Fair Play (End Zone, #1) - Cathryn Fox

1

Ella

“What does this button do?”

I smack my best friend’s hand away from the football’s team brand new camcorder, and give her the evil eye. She knows better than to play with it, which makes the shocked looked on her face all the more amusing. But the fact is, I’ve been entrusted with the very expensive device to record the Falcons’ first home game. Since I can’t afford to replace it, I can’t let my friend go around poking at every shiny knob and possibly breaking something.

“What?” Peyton says, blinking dark lashes over big innocent eyes. “I’m just asking a question.”

“No. You’re pushing buttons you shouldn’t be pushing. Now sit there before I send you to the bleachers with everyone else.” I point to the bench to the left of us and raise a warning brow.

She gives a light laugh, brushing off my threat. “You’d never do that. You love me too much.” She’s right. I wouldn’t. Peyton and I have been best friends since kindergarten, and for the last three years we’ve been college roommates choosing apartment-style living over a sorority house. She’s here for a degree in social work, and I’m here because I want to be a filmmaker. Yeah, working in Hollywood, behind the scenes, has been my dream since childhood.

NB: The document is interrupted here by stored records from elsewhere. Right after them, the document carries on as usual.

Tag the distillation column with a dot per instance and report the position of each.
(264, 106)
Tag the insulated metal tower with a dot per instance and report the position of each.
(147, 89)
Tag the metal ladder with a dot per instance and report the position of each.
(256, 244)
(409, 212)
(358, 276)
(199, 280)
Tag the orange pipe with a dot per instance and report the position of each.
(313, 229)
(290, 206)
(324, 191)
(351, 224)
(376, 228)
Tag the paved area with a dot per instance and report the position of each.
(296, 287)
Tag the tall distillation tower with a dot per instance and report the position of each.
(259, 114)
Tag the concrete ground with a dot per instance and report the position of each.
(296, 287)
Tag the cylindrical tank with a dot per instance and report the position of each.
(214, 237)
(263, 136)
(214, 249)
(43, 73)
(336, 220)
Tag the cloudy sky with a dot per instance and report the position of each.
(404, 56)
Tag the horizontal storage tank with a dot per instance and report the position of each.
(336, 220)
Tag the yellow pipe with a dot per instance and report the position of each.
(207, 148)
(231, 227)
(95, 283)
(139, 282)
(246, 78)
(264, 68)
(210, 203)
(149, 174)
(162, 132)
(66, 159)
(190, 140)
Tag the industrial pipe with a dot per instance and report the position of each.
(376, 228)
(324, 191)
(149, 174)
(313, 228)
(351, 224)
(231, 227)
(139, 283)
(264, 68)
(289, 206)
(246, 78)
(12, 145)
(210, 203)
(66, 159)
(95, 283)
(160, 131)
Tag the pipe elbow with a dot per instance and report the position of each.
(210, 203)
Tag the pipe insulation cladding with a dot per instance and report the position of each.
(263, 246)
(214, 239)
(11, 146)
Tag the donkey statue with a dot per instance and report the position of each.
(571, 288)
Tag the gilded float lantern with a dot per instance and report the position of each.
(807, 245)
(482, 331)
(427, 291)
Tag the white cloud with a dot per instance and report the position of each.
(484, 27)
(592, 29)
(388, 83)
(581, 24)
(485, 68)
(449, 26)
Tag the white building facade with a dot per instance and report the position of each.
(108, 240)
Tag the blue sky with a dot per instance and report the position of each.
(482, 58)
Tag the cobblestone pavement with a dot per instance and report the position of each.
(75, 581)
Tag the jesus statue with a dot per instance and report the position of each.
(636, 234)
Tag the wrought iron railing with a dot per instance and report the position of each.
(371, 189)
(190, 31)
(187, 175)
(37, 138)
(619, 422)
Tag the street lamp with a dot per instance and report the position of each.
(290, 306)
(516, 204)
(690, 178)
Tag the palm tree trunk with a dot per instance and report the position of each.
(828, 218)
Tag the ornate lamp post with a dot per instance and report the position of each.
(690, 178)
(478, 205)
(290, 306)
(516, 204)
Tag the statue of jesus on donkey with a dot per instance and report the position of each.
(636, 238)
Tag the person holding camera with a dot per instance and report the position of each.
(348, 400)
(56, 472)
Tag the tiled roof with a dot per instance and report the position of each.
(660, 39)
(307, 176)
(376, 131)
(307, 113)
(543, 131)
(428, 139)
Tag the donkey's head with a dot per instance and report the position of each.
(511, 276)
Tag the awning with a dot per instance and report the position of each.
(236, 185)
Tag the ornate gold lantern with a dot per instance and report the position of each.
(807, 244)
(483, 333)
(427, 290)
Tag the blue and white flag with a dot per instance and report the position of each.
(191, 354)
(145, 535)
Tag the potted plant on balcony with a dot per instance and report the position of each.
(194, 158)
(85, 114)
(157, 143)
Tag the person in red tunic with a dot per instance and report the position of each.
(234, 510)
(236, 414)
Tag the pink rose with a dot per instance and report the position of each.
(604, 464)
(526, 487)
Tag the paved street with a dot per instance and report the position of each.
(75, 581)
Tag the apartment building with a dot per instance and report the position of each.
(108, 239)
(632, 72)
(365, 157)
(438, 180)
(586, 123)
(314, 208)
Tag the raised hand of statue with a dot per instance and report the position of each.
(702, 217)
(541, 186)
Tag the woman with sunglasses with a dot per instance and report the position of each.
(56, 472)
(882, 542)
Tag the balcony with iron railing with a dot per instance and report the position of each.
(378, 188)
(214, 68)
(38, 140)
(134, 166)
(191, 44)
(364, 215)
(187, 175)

Beside me, Peyton gives a very big, very happy sigh and takes in the football field from our perch—only the best, first class seating for the camera woman. “I do love the perks of being your best friend,” she says as she admires the football players warming up. A few are so close we could practically reach out and touch them if we wanted to. I don’t.

“I really can’t understand the fascination,” I murmur. “A bunch of guys in tight pants chasing a ball.”

She crosses her arms, and waggles her brows at me. “What’s it called again when a player passes the goal line with the ball in his hand?”

“Winning,” I say, giving her a look that suggests she might be dense, but when she breaks out laughing, I crack a smile. Yeah, I get it. I’m the one who’s dense. It’s true, I know nothing about football, but I need this fourth-year credit to complete my cinematic arts degree and really, do I need to understand the game to record it for the team to analyze later? That would be a big fat no. I hope.

“Well, at least you know how this thing works,” Peyton says, once again scoping out the buttons on my camcorder. “How about this knob? What does it do?”

“Peyton, cut it out.” I slap her hand again and laugh at her childish antics. How we remained friends all these years when we’re so different is a mystery. But we love each other like sisters. Sisters? Wait, that’s not right at all. I’m an identical twin and my sister Ivy and I go together like hotdogs and Ferris wheels. Peyton and I, however, no matter how different, we just work.

I stare at her. “Don’t you have football players to drool over?” Unlike me, she knows every player, and doesn’t hold the same kind of grudge against them as I do.

I adjust my ballcap to shade the sun from my eyes as I glance out at the football field. I catch sight of my sister Ivy as she kicks one leg out and flirts with one of the players, trailing her finger over his chest. Blonde and bubbly. That’s Ivy. We were raised by the same two parents, yet we’re so different, and I wouldn’t be caught dead in a cheerleading outfit that barely covered my ass. That’s her business though, and I don’t judge or interfere in her life, just like she doesn’t interfere in mine.

I’d like to think when push comes to shove, she’d be there for me, just like I’d be there for her. At least, I think she’d be there for me. We might not hang out, but we love one another and have each other’s best interests at heart. Of that I’m certain. It’s funny really. Ever since we were young, we fell into certain roles. The extrovert and the introvert, the outgoing one and the quiet one. I always stood in the shadows and let her have the limelight. Pretty Ivy, the theater student who lights up a room with her smile and flamboyance when she enters. Which of course, makes me the introverted smart, quiet one. We both easily fell into those roles and have yet to stray.